El óbolo de San
Pedro
03/07/07
El óbolo de San Pedro es
una colecta anual para el mantenimiento de la Santa
Sede y las caridades del Papa. Se recoge entre los católicos
de todo el mundo. En las
palabras del Papa:
El Óbolo de San
Pedro es la expresión más típica de la participación de todos
los fieles en las iniciativas del Obispo de Roma en beneficio de
la Iglesia universal. Es un gesto que no sólo tiene valor
práctico, sino también una gran fuerza simbólica, como signo de
comunión con el Papa y de solicitud por las necesidades de los
hermanos; y por eso vuestro servicio posee un valor muy eclesial
-Benedicto XVI a los Socios del Círculo de San Pedro, 25 de
febrero de 2006.
La Iglesia nunca
puede sentirse dispensada del ejercicio de la caridad como
actividad organizada de los creyentes y, por otro lado, nunca
habrá situaciones en las que no haga falta la caridad de cada
cristiano individualmente, porque el hombre, más allá de la
justicia, tiene y tendrá siempre necesidad de amor -Encíclica
Deus caritas est, 25 de diciembre de 2005 n. 29.
Entre las obras
realizadas recientemente gracias al Óbolo de San Pedro, se
encuentran la ciudad de los muchachos «Nazareth» en Mbare (Ruanda),
el hospital San Vicente de Paola en Sarajevo, la aldea para
huérfanos del sida en Kenia, el hospital «Redemptoris Mater» en
Armenia, las actividades de la Fundación «Populorum progressio» para
los campesinos y los indígenas de Latinoamérica y de la Fundación
Juan Pablo II para el Sahel.
Es un
deber de todo católico aportar, según sus posibilidades al
mantenimiento de la Iglesia y sus obras de caridad que hace en nombre
de todos los católicos.
Muchos creen que la Iglesia es rica. No
es cierto ya que, aunque las maravillosas iglesias son de valor
incalculable, estas son patrimonio de la humanidad y no producen
dinero. Mas bien cuesta mantenerlas. Mas info:
obolo.sp@segstat.va. Pueden enviarse donativos «on-line»
visitando la página
www.vatican.va/roman_curia/secretariat_state/obolo_spietro/documents/index_sp.htm.
Historia
La
colecta del óbolo de San Pedro se originó en
Inglaterra en el siglo VIII como un
impuesto de un centavo sobre los propietarios de
tierra de cierto valor. Era
conocido en el mundo anglo-sajón con el nombre de Romfeoh.
Según una tradición, el óbolo de San Pedro
lo recogió por primera vez el Rey Offa de
Mercia, quien confirmó el regalo a los legados papales en el Sínodo de
Chelsea (787). Otra
tradición cuenta que el óbolo de San Pedro se originó con el
Rey Alfredo el Grande de Wessex, que impuso el
impuesto en todo el imperio inglés en el 889.
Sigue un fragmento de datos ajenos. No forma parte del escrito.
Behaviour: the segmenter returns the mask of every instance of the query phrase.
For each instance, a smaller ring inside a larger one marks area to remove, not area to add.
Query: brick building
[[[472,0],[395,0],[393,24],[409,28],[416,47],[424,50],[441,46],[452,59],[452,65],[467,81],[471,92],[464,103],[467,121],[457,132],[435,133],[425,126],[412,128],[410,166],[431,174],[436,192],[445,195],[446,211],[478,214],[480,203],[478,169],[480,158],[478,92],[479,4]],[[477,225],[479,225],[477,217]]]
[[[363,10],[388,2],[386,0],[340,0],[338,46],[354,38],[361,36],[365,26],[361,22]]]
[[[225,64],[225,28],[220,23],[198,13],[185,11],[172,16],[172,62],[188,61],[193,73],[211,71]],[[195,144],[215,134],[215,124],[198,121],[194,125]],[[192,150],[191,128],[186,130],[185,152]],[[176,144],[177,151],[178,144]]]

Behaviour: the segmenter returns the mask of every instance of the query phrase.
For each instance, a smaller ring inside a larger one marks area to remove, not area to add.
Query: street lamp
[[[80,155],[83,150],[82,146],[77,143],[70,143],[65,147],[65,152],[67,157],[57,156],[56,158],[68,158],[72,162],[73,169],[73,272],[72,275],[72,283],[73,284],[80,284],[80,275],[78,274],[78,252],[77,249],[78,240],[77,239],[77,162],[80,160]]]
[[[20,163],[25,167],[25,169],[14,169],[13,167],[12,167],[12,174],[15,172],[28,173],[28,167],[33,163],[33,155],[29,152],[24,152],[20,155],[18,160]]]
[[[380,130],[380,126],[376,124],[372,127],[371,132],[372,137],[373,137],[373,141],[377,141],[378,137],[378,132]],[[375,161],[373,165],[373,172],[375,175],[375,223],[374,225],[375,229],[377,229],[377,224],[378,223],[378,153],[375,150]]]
El óbolo fue decayendo hasta ser abolido por el
Rey Enrique VIII en el 1534. La colecta comenzó de
nuevo en el siglo XIX para ayudar al Papa
Pío IX que se encontraba exilado en
Gaeta desde el 1848.
Al perder la Iglesia los Estados Papales en el
1870, el óbolo de San Pedro se convirtió en una de las fuentes más
importantes de ingreso de la Santa Sede. En la
actualidad esta colecta se hace en todo el
mundo como petición anual de los Obispos.